SOPA Images/LightRocket via Getty Images
A few questions for Apple today, following the revelation by security researchers that the clipboard on iPhones and iPads can be accessed by any apps on those devices—even rogue ones—without the user being aware. For Apple, this is simply the functionality working as planned. But the researchers point out that a malicious actor could use the loophole to craft an app that “steals” copied data. And where that data includes photos taken on the device, this will include the user’s location.
“We submitted this to Apple on January 2, 2020,” researchers Talal Haj Bakry and Tommy Mysk explain in their disclosure. “After analyzing the submission, Apple informed us that they don’t see an issue with this vulnerability.”
The researchers included a proof of concept video in their post, with an illustrative app (KlipboardSpy) and widget (KlipSpyWidget) to show the “flaw” in action. “How malicious apps steal your location data from the clipboard on iPhone and iPad,” is how the video has been tagged.
“iOS and iPadOS apps have unrestricted access to the systemwide general pasteboard,” the disclosure warns. “Through the GPS coordinates contained in the embedded image properties, any app used by the user after copying such a photo to the pasteboard can read the location information stored in the image properties, and accurately infer a user’s precise location. This can happen completely transparently and without user consent.”
From Apple’s perspective, the risk is more hypothetical than alarming because iOS restricts the paste function to active foreground apps. The researchers’ response to this defense was to create a widget for the Today View to monitor for copied data. Again, theoretically, such a widget could be spoofed with a quasi-useful function.

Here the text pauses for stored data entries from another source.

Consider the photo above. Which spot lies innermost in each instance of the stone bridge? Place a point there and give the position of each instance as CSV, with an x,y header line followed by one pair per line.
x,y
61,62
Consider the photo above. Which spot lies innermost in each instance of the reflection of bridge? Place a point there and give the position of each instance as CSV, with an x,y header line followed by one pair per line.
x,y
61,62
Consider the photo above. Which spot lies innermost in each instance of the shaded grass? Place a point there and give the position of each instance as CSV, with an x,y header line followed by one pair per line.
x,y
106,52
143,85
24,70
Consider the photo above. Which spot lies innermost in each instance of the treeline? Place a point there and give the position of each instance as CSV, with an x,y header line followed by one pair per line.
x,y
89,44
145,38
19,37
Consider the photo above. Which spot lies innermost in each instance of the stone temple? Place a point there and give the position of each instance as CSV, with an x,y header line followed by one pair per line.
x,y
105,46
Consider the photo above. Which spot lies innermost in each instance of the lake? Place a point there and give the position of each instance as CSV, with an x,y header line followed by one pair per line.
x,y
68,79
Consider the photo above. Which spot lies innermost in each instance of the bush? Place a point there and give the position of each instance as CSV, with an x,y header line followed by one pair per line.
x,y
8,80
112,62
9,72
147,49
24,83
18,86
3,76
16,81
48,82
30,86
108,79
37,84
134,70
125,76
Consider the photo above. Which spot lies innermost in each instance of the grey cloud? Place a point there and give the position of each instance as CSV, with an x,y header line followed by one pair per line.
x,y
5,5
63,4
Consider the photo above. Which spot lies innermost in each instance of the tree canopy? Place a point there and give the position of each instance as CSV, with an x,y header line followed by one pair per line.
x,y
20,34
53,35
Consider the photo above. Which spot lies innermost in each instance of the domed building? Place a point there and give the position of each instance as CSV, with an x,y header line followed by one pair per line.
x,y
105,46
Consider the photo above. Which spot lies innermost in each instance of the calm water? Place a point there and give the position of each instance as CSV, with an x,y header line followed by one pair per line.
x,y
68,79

“There are other techniques a malicious app can implement in order to increase the likelihood the app can read the pasteboard,” the researchers explain. “A widget placed on top of the Today View can read the pasteboard every time the user swipes to the Today View, hence expanding the vulnerability window. On iPadOS, a user can configure the Today View to be always visible on the home screen, allowing malicious app widgets more time and frequency to access the pasteboard.”

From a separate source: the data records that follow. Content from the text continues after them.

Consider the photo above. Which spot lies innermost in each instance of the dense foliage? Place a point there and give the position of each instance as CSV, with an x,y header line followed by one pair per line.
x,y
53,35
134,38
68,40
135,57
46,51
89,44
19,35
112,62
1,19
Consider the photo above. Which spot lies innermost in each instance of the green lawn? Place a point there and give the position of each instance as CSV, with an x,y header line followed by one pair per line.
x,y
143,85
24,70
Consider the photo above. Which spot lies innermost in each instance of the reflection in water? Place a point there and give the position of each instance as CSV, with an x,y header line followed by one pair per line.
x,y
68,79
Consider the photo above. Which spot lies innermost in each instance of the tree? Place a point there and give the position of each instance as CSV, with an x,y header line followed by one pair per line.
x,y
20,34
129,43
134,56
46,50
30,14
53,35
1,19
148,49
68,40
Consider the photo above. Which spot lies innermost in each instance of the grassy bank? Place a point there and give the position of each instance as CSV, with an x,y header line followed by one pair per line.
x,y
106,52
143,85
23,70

To address the flaw, however hypothetical the risk might seem, the researchers suggest denying apps “unrestricted access to the pasteboard without user’s consent.” The enhanced privacy settings in the latest versions of iOS could include a setting to grant clipboard access by app. Or, as an alternative, restricting clipboard access to “when the user actively performs a paste operation.”
Apple’s useful cross-platform functionality, where data copied on one device—say a Mac—can be pasted onto another, theoretically makes the issue worse.
As with many such “vulnerabilities,” the researchers have identified a potential security hole, not one that has been actively exploited. But, with state sponsored threat groups and organized criminal networks attacking operating systems as a matter of routine, any potential flaw provides a starting point for an exploit. It would not be a huge surprise if this is addressed by Apple in a future release.
Apple was approached for any comments on this story.